EID in the Yemeni Countryside [Archives:2001/52/Culture]
Saad Sharif Tahir
The two great Eids in Islam are lesser Baiam (Eid il fitr) and Coban Baiam [Eid il adaha.] Muslims highly celebrate them because they come after obeying Gods two big orders e.g. fasting and pilgrimage as expressing their joy. After Ramadan when Muslims all over the world fast the days of the month, pray (Teraweeh) at night and concentrate worshipping during the last ten days comes the lesser bairam which people call (Al-Eid Al-Sagheer) [the short eid] because it officially lasts for three days. People make it five.
In villages, on seeing the crescent of showal (the month after Ramadan) or hearing the news of the eid via radio or TV people burn fires on mountains to express their happiness. In the past such fires were signs of declaring the eid. Women start to prepare cakes and sweets while kids have shower and prepare their new clothes which their parents bought at the end of Ramadan. Men prepare themselves to perform salat il eid [prayers of the eid.]
In the morning men, accompanied by their kids, go to open yards to perform prayer and in certain cases like in rainy days the prayers are held in mosques. After that they exchange congratulations saying Kul aam wentum bikheir [many happy returns of the eid] or Eidukum mubarak [happy eid for you].

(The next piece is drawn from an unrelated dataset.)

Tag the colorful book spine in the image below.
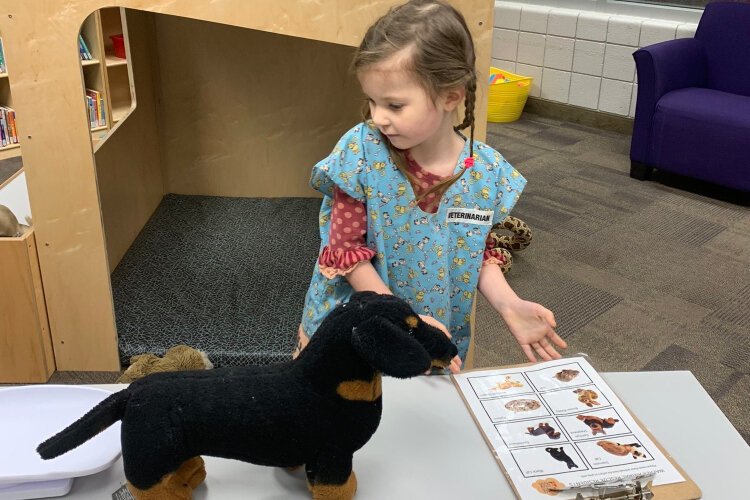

Then visits to relatives are paid. Almonds, raisins and sweets are served. Children wearing new clothes like to play false bullets and go around houses to congratulate the inhabitants. Women give them sweets and sometimes money which is called, Awwada. Men come back home for a nap and lunch then setting for local halls to enjoy chewing qat.
Corban Bairam which people call, Eid il kabeer [the long eid] because it officially lasts for four days but people make it ten, comes on the tenth of Zul-hijja when Muslims pilgrims complete their religious rites in Mecca. It is also an occasion on which Muslims slay sheep or cows as sacrifices to their late relatives.
After eid prayers, such sacrifices are slain and meat is distributed among families as a sign of social unity and love. People exchange congratulations. On the second day, villagers visit villages in big groups accompanied by drums and local folkloric teams that dance the baraa with jambias. Some wear masks of animals like lions and sheep. Those dance at random while men who wear brides cloths called jewari [slaves] dance with rhythmic movements with their faces veiled.
On the third day, the villagers who were visited pay a visit to their visitors and do the same dancing and so on.
This continues for five days. Sometimes villagers from different villages gather in the center of the town to perform a big choral dance of baraa.
On this eid officials in big cities go to their home town to participate these celebrations with their relatives, therefore, such cities lose their charm to certain extent. Weddings are arranged during eids and that make eids more gala.